I blogged yesterday that I am going to write some posts inspired by Glennon Doyle’s new memoir Untamed so by god, that is what I am going to do.
My inner Resistance is putting up a hell of a fight. I love the idea of Resistance. Steven Pressfield first introduced me to the concept (and I think he coined the term as well). I have read a lot of Pressfield’s books, but I am 90% certain it’s in The War of Art. If you are a creative, you should read something by Pressfield. ANYWAY, Resistance is the force that keeps you from doing the creative work you are meant to do. Sometimes it manifests as the voice in your head. Sometimes it manifests as physical illness. Or sometimes it manifests as a series of ridiculous events that consume your time and keep your butt away from the desk, easel or wherever it is that you create.
Resistance is a bitch.
And she has been putting up a helluva fight ever since I decided yesterday that I should start blogging about the books that inspire me. First, she tempted me with blog post ideas that are less personal. Blog about your favorite pandemic hobbies! That would help someone. Or, ooh, I know! Blog about the health benefits of cardio. I added the ideas to my list of possible future posts, and then told my Resistance that I was still going to blog about Untamed.
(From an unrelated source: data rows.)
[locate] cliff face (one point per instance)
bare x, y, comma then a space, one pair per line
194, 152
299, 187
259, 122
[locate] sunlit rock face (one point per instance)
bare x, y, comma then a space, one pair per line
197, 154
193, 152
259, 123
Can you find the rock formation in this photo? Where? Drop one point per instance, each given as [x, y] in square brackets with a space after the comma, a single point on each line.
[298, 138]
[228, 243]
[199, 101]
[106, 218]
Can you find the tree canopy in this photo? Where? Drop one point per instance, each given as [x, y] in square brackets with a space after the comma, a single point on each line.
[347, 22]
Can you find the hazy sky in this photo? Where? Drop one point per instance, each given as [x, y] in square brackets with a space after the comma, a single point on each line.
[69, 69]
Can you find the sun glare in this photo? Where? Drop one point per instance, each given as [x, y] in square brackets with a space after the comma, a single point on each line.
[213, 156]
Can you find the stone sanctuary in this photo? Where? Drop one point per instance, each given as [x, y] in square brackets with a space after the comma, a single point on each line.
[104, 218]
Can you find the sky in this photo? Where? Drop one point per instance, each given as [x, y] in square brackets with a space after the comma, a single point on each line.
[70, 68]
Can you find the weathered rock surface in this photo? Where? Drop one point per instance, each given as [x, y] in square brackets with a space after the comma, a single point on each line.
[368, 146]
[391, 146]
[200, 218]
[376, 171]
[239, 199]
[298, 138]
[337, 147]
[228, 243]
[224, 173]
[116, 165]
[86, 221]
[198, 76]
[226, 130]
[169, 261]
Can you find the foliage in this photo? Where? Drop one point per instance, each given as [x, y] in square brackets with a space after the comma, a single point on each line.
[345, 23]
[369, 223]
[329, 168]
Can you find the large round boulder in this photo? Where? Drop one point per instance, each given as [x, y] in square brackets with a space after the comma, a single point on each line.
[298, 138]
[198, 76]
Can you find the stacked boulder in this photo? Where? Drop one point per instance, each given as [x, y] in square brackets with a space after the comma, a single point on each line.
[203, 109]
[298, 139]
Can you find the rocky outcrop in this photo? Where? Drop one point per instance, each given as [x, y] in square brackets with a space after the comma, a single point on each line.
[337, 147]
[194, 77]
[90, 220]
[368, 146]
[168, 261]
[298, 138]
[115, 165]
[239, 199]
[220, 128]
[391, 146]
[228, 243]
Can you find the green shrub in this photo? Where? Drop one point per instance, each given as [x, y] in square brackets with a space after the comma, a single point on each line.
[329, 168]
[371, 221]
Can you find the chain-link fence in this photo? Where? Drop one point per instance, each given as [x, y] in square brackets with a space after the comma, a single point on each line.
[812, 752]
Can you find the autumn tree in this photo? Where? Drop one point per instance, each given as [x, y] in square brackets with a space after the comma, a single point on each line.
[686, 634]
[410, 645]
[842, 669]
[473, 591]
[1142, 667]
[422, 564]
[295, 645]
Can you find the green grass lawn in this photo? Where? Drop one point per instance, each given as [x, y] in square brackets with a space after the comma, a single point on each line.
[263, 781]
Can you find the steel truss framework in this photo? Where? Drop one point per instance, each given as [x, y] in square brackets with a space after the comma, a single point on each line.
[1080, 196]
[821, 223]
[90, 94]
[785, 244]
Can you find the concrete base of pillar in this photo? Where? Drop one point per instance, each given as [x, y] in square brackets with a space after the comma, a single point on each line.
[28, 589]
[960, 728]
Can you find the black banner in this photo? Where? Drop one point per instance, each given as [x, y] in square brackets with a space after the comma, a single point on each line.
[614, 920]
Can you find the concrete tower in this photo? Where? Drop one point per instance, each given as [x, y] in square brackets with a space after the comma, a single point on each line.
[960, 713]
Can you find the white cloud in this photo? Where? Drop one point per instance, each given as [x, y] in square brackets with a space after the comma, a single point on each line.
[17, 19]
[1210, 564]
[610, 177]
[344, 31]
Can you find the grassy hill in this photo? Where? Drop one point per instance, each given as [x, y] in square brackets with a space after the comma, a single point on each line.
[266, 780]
Then my Resistance got personal.
You are not ready, she said. This is too vulnerable and uncomfortable. You have a lot of ideas and you need to think them through. Write about them in your journal, if you must, but don’t put them on your blog. Then you are committed to what you have blogged and if you change your mind-
Then I might as well never write another word, because as Doyle writes so beautifully:
I am a human being, meant to be in perpetual becoming. If I am living bravely, my entire life will become a million deaths and rebirths. My goal is not to remain the same but to live in such a way that each day, year, moment, relationship, conversation and crisis is the material I use to become a truer, more beautiful version of myself. The goal is to surrender, constantly, who I just was in order to become who this next moment calls me to be.
Untamed, pg. 77.
This. Wow. All my adult life, I have clung to the idea that I would make one more change and that change would be The Getting Together Of All My Shit and then I’d be done with self-transformation. I’d have everything figured out, end movie, play the credits, nothing more to see here.
I went to law school convinced I had figured out my career and life.
But being a lawyer made me miserable. I could feel my soul screaming for fresh air. So I left the law — sort of, that’s a long story — and started a novel. I was making some money working part-time as a lawyer from home while having plenty of time to write things that lit me up inside. I felt better than I had in years. Surely I had figured everything out.
But then I had a baby and fell into the darkness of postpartum depression. That experience transformed me. I emerged from the darkness less anxious, less apologetic, more me. I published a memoir about it, so surely that meant it was time to roll the credits on the story of my life. At last, I could get down to the business of Happily Ever After and not be so preoccupied with personal transformation.
Except now I am 41, and I realize that Happily Ever After is not what I want. What I want is the work of personal transformation until the day I draw my final breath. Glennon Doyle says it perfectly:
I am here to keep becoming truer, more beautiful versions of myself again and again forever. To be alive is to be in a perpetual state of revolution.
Untamed, pg. 51
I am meant to write about my personal journey and transformation. And that means things I write today may not hold true for me tomorrow. Hell, writing this post might lead to the realization that I am meant to not write about my personal journey and transformation.
This makes me uncomfortable, but hey, I was also uncomfortable the first time I told a group of women that I had postpartum depression. Those first months of my recovery from PPD, every time I told someone that I had a mental illness, I felt as if I was confessing some great crime. But the discomfort eventually faded, and now telling someone that I had PPD feels as comfortable as wearing my favorite sweatshirt. Maybe this sort of writing will eventually become comfortable as well.
Here is something I have learned: the more Resistance fights something I want to do, the more important it is that I roll up my sleeves and get to work.
I am so grateful that Glennon Doyle had the courage to write not one, not two but three memoirs. I have only read her second and third books, but wow, the difference between the two is so great, they could have been written by two different people.
And that is incredible. Doyle wrote a wildly successful memoir and it would have been so easy for her to stay stagnant, and keep writing the same thing, rather than disappoint her followers. I confess, I have sometimes felt paralyzed by the work I have done as an advocate for maternal mental health. My spirituality has been exploding, but I thought: how can I write about spirituality if it’s not helpful for moms with PPD? So instead of writing about my spirituality, and current adventures, I ended my PPD podcast and blogged very, very rarely.
Fortunately, the crisis of sheltering-at-home during the Covid-19 pandemic pushed me to a point where I could no longing ignore my call to blog.
And now, with her memoir Untamed, Glennon Doyle has shown me how to be a writer in a flow of “perpetual becoming.” I can write what I feel called to write today, and not worry about how if it fits perfectly with Future Courtney. All this work is necessary to keep becoming my truest, most beautiful self.